The 'Acoustic' Venue (quite a departure from the big Arena norm) is my natural millieu. Here are no massive drum kits, electric guitars, people jumping up and down or famous Christian bands selling their CDs. Instead there are musicians whom no one has heard of, just doing their thing and getting out of the way when necessary. We experimented in worship with 'psalm surfing', i.e. singing the refrain of a psalm over and over, interspersed with short songs and tongues singing, but always coming back to the psalm, the effect of which was not unlike how I imagine the chanting at Taize, the Roman Catholic monastery in France. We sang lament, never far form the Psalmist's repertoire, because lament is the natural response of looking at injustice and crying out to God as to why he appears to be absent. As Richard Foster has pointed out in Streams of Living Water, joyously, the charismatic and the contemplative are not as far apart as one might imagine, and sometimes worship brings us eventually to silence (see an earlier post on 'either/or' spirituality
3. Theologies of suffering alongside healing.

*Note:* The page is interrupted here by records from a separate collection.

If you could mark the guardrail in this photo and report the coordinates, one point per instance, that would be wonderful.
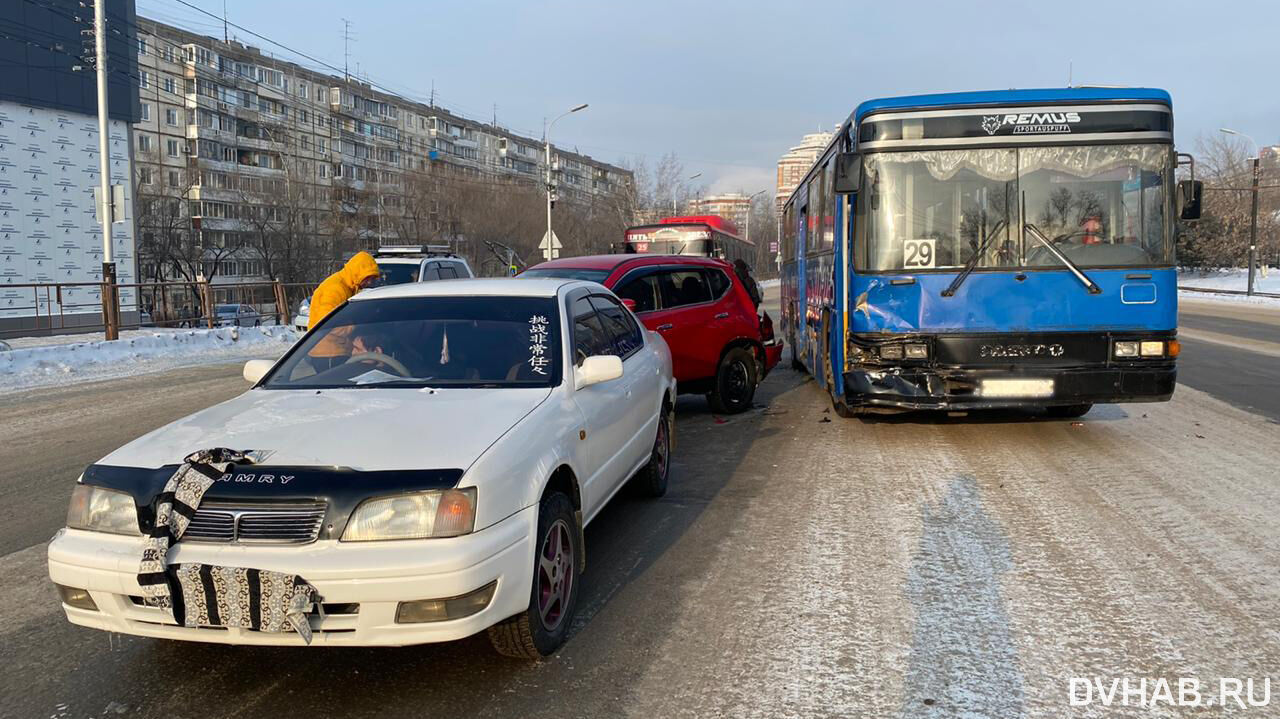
(50, 308)
(1240, 292)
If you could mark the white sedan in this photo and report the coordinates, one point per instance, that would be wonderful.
(425, 459)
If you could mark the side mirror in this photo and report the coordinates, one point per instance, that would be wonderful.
(849, 173)
(597, 369)
(1189, 193)
(257, 369)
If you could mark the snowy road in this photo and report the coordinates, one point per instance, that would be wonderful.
(799, 567)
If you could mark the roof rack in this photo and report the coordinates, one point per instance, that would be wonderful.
(414, 251)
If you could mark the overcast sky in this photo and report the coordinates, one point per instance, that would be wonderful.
(728, 86)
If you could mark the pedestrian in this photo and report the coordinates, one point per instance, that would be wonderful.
(360, 273)
(744, 275)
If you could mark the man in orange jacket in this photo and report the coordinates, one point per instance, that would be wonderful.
(359, 273)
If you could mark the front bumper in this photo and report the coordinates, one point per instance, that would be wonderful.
(375, 576)
(910, 388)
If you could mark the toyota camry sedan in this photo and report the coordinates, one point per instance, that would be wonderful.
(424, 462)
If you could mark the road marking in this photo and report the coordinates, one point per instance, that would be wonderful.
(26, 591)
(1261, 347)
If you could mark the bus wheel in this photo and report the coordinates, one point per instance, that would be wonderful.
(735, 383)
(1068, 411)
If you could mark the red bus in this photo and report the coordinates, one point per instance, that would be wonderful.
(704, 236)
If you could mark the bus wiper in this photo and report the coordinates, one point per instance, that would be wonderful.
(973, 261)
(1075, 270)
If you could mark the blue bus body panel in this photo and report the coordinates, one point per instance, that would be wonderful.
(997, 302)
(1013, 97)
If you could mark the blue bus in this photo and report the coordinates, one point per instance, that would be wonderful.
(990, 250)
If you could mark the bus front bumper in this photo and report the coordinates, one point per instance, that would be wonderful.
(961, 389)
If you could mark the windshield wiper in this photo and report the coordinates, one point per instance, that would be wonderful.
(1075, 270)
(973, 261)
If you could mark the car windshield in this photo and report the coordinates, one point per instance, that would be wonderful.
(567, 273)
(457, 342)
(1101, 206)
(398, 273)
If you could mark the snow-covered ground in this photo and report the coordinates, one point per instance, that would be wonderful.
(35, 362)
(1234, 279)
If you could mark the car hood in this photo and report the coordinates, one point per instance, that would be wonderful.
(362, 429)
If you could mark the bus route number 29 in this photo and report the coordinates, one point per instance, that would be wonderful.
(918, 253)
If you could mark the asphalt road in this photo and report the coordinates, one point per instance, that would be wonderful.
(801, 566)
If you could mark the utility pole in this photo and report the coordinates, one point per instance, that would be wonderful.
(110, 307)
(1253, 221)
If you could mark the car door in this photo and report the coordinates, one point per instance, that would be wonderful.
(604, 407)
(639, 371)
(685, 317)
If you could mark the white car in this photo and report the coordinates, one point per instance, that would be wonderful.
(430, 482)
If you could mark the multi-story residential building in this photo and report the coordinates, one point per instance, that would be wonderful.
(49, 165)
(282, 169)
(794, 165)
(732, 206)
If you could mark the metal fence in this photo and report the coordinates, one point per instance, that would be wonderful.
(1240, 292)
(80, 307)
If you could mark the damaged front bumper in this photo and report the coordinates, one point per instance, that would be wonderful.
(960, 389)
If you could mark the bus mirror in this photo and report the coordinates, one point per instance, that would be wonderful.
(1189, 193)
(849, 173)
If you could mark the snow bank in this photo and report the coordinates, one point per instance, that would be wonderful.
(35, 362)
(1237, 279)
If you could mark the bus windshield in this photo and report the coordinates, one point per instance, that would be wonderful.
(1101, 205)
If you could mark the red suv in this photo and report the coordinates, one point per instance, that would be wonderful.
(720, 346)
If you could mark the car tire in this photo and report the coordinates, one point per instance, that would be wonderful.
(735, 383)
(556, 560)
(1068, 411)
(652, 480)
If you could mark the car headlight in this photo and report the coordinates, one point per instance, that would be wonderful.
(103, 511)
(437, 513)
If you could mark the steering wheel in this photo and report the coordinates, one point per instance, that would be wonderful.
(382, 360)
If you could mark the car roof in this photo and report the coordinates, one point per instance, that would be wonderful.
(613, 261)
(472, 287)
(416, 260)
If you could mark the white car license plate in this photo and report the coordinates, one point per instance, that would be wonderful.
(1016, 388)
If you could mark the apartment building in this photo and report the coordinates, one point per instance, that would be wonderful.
(795, 164)
(251, 146)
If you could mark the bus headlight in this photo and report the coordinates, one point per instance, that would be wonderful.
(917, 351)
(1127, 349)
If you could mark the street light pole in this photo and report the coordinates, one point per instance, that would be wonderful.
(1253, 218)
(673, 210)
(109, 305)
(551, 186)
(750, 197)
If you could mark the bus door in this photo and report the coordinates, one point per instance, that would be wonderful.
(801, 307)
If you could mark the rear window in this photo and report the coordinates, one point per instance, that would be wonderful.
(567, 273)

A third and major theological stumbling block for me within the charismatic movement (until recently) has been the insistence on miraculous physical healing, when for the most part my experience has been that good people, people you pray for, people who fill our churches, regularly get ill and die. I understand that when you are trying to redress the balance (the equally erroneous view that God is always silent on healing) you have to put the other side of the story forcefully, especially in the light of the example of Jesus. But in the past I have struggled with stories of miraculous healings of people who've slipped over in the shower on the campsite, etc. What about those who get cancer and die, like the person whose miraculous recovery from something terminal we all cried out for one year in the main meeting, fervently, ardently; all 6000 of us. I think she was married to one of the leaders. She died in the autumn.
But the stories had more authenticity this year, resulting in me coming home (weirdly) with a stronger conviction than ever, that God does bring healing, in whatever way he wills, and wanting to take that into church and community. The stories were much more, yes, someone was prayed for; they appeared to get better but then the illness returned and they died. But the years had shown that the faithfulness of God had not failed - he had worked out his purposes in succeeding generations and prayer always made a difference. In other words, reality.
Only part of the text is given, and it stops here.